Does Yoga improve athletic performance?
It might, but we don’t know exactly how. Jules Mitchell was researching how yoga affects athletics performance for her upcoming book and discovered a gap in the literature. There’s plenty of research about the SAID principle and adaptation, but not enough about yoga’s impact on sports performance. In this episode we talk about the only two studies that cover this topic as well as their many limitations. Hopefully there will be more studies about this in the future so we can have more clarity.
- The first study is from the international journal of yoga. From the title you would think that it’s looking at how it improves athletic performance, but it’s not. It’s looking at balance and flexibility.

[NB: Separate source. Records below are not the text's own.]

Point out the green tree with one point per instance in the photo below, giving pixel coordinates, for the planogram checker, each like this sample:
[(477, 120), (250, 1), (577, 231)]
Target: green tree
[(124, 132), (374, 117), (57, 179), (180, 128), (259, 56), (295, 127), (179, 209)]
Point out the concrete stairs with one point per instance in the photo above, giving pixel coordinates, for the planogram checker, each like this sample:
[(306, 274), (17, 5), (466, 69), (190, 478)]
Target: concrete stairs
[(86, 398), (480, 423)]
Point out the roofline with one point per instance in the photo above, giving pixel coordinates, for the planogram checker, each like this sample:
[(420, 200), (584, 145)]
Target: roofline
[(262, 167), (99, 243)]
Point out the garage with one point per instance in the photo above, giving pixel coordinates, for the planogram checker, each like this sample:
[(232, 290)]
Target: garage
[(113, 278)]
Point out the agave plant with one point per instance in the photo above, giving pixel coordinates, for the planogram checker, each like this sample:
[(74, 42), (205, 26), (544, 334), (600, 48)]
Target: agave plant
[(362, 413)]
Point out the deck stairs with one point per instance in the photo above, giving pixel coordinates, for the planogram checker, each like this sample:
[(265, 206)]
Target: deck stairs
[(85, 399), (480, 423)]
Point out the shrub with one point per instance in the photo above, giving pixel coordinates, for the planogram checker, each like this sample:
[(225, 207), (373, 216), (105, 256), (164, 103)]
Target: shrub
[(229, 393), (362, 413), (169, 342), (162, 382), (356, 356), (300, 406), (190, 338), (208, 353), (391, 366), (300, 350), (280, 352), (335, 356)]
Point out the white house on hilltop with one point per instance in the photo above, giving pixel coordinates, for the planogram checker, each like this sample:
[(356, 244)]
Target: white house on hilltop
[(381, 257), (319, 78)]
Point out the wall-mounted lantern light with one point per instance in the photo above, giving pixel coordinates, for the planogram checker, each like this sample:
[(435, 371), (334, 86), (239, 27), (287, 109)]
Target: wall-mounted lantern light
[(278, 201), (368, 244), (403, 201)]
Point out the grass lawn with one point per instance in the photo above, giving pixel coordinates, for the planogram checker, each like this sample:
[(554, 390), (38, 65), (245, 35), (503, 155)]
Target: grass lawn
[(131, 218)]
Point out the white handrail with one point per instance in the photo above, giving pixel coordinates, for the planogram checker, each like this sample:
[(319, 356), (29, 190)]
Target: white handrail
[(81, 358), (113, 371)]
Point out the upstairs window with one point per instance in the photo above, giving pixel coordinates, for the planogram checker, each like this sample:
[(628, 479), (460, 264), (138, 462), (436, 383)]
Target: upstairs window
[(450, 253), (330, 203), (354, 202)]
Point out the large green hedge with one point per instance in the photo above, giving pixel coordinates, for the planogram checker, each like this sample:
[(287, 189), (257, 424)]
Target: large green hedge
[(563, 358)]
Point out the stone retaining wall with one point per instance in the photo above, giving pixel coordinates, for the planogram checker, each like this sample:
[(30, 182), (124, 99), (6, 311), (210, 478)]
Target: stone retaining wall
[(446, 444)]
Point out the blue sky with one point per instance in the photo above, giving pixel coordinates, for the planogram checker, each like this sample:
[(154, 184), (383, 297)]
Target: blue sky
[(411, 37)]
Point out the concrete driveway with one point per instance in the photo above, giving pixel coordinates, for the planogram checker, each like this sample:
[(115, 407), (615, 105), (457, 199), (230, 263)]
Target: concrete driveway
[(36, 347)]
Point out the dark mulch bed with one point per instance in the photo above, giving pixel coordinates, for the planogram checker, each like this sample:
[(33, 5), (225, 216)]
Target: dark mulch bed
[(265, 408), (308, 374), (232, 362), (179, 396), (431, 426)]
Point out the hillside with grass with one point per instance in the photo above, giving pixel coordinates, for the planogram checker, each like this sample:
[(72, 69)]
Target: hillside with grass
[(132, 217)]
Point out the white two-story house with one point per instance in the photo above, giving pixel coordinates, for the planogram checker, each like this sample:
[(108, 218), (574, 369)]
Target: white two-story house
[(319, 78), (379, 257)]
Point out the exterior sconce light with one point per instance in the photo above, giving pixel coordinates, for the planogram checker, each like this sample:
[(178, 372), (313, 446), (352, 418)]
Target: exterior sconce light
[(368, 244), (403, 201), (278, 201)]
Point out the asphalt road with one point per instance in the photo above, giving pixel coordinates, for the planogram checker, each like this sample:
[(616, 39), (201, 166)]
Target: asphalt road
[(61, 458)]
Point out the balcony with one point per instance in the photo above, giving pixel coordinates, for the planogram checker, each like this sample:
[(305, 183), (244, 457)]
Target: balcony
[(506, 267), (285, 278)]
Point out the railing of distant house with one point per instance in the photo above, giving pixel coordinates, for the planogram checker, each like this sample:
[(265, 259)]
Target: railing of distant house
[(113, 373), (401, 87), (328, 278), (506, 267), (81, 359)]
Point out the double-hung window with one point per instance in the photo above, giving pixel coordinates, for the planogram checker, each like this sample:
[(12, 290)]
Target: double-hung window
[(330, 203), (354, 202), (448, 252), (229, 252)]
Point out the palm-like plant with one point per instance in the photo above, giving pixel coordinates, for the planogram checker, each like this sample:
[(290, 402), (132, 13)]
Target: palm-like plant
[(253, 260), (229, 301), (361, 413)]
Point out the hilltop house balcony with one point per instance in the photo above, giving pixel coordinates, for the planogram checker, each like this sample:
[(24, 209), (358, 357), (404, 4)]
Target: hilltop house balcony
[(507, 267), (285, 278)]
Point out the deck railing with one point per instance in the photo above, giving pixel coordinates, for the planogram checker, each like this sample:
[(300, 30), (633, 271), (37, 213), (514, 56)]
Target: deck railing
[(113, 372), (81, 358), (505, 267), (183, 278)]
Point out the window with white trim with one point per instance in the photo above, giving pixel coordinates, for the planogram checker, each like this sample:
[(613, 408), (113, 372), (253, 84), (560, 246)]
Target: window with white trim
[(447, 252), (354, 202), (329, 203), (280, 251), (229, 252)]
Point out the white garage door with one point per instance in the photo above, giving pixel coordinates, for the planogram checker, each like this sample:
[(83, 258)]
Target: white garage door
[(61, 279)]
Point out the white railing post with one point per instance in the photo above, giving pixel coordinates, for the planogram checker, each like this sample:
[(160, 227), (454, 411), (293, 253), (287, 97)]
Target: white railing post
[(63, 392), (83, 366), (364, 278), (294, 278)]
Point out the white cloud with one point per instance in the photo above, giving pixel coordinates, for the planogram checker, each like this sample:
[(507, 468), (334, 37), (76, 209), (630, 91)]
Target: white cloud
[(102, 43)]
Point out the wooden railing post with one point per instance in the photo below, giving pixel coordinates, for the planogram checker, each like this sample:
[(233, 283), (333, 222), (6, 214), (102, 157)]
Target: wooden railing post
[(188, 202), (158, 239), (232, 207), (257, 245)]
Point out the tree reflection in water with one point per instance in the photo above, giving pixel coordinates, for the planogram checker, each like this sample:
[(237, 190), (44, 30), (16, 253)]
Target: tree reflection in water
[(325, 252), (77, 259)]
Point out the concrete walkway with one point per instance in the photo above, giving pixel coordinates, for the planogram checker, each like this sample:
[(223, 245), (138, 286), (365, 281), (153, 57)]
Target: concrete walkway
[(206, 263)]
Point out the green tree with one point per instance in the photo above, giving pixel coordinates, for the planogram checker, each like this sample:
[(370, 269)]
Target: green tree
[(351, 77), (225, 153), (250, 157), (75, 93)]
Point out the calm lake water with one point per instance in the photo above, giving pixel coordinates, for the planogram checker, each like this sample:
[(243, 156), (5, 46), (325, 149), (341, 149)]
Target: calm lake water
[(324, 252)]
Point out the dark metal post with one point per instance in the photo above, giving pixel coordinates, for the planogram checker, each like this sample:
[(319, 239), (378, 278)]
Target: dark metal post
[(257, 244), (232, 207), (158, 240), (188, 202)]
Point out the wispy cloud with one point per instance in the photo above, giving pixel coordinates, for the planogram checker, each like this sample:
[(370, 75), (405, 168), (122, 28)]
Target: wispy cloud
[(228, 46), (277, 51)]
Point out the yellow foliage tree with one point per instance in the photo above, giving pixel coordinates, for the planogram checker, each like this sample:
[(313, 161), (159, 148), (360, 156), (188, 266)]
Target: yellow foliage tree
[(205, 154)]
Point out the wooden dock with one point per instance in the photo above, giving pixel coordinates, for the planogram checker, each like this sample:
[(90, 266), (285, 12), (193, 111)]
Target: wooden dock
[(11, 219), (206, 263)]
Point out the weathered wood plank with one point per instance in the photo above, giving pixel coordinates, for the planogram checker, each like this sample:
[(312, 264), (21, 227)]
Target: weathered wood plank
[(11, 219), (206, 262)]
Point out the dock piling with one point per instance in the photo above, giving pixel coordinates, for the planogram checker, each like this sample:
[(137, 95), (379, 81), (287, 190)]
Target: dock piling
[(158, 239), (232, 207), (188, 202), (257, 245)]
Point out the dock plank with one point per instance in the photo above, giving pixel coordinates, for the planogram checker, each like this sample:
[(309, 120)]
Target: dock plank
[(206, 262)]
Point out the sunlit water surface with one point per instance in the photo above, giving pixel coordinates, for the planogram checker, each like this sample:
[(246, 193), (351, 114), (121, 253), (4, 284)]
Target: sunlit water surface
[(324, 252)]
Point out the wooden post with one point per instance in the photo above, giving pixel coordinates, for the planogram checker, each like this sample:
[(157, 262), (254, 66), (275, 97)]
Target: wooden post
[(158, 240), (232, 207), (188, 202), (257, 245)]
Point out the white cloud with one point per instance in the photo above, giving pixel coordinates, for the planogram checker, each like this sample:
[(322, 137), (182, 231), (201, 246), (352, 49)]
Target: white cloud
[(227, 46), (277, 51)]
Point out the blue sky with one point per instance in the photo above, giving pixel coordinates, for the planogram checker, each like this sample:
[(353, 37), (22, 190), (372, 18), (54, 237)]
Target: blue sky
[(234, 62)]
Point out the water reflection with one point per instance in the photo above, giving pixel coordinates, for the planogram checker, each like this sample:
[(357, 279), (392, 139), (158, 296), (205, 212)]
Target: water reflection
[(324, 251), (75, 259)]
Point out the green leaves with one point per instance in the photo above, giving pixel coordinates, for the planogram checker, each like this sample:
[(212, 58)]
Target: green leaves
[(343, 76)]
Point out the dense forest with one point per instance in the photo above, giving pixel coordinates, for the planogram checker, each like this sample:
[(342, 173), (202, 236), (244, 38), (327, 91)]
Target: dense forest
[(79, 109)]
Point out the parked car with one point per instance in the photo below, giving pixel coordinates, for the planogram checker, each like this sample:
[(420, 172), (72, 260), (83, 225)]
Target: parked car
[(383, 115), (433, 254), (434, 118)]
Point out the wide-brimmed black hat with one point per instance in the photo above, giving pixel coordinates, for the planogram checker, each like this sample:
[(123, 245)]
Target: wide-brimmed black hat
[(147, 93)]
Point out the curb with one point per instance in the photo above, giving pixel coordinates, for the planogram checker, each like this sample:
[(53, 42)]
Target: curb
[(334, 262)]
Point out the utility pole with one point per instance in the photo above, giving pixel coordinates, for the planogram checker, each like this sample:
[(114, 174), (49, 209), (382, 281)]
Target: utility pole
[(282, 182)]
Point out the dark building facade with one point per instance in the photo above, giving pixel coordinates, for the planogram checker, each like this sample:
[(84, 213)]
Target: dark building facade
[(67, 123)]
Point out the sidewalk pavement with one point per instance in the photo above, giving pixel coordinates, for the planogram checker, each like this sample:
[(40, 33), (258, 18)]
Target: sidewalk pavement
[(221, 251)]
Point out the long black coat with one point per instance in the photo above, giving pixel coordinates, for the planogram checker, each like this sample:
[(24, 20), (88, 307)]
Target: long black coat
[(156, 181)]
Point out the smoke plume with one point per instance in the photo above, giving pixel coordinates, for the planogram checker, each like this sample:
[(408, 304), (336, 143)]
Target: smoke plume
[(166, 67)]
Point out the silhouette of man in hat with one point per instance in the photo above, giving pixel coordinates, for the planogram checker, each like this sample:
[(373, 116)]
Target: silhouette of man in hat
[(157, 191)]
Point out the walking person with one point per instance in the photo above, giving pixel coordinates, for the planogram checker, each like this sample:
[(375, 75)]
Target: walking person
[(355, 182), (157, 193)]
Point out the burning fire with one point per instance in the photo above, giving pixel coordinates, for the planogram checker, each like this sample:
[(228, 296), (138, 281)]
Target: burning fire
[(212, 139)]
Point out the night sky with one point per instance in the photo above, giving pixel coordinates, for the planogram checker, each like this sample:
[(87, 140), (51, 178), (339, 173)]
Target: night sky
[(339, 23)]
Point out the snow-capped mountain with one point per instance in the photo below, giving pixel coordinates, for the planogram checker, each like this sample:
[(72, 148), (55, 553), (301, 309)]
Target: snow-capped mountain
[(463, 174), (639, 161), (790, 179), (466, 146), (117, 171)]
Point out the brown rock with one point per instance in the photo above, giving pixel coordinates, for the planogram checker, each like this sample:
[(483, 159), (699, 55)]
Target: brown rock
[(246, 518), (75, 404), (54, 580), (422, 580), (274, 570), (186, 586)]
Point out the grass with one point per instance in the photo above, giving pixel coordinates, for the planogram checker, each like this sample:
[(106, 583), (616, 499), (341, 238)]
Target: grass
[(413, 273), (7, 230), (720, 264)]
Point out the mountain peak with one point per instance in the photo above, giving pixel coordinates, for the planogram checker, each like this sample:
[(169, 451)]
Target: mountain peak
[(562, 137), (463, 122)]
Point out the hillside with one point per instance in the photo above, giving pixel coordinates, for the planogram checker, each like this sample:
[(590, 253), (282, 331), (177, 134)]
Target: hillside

- Just because they acquired more range of motion doesn’t mean they can utilize it in their sport
- If you skim this paper you might walk away thinking that the results tell you that yoga makes them better athletes. In actuality this study tells us that if you practice yoga you get better at yoga.
- The results from the second study in the Journal of Sports Medicine are limited because there was no control group. There was nothing to compare it to. Was it the yoga that gave them more functional range or was it because they introduced novel movements?
- Another challenge in this study is that many of the conclusions were subjective and were not actually measured or recorded. For instance, “coaches felt that the athletes were better at disassociating their torso from their pelvis and thus increase the efficiency of their stride.” Neither efficiency nor stride were measured.
- These 2 studies are not enough to provide a conclusion about the effects of yoga on athletic performance.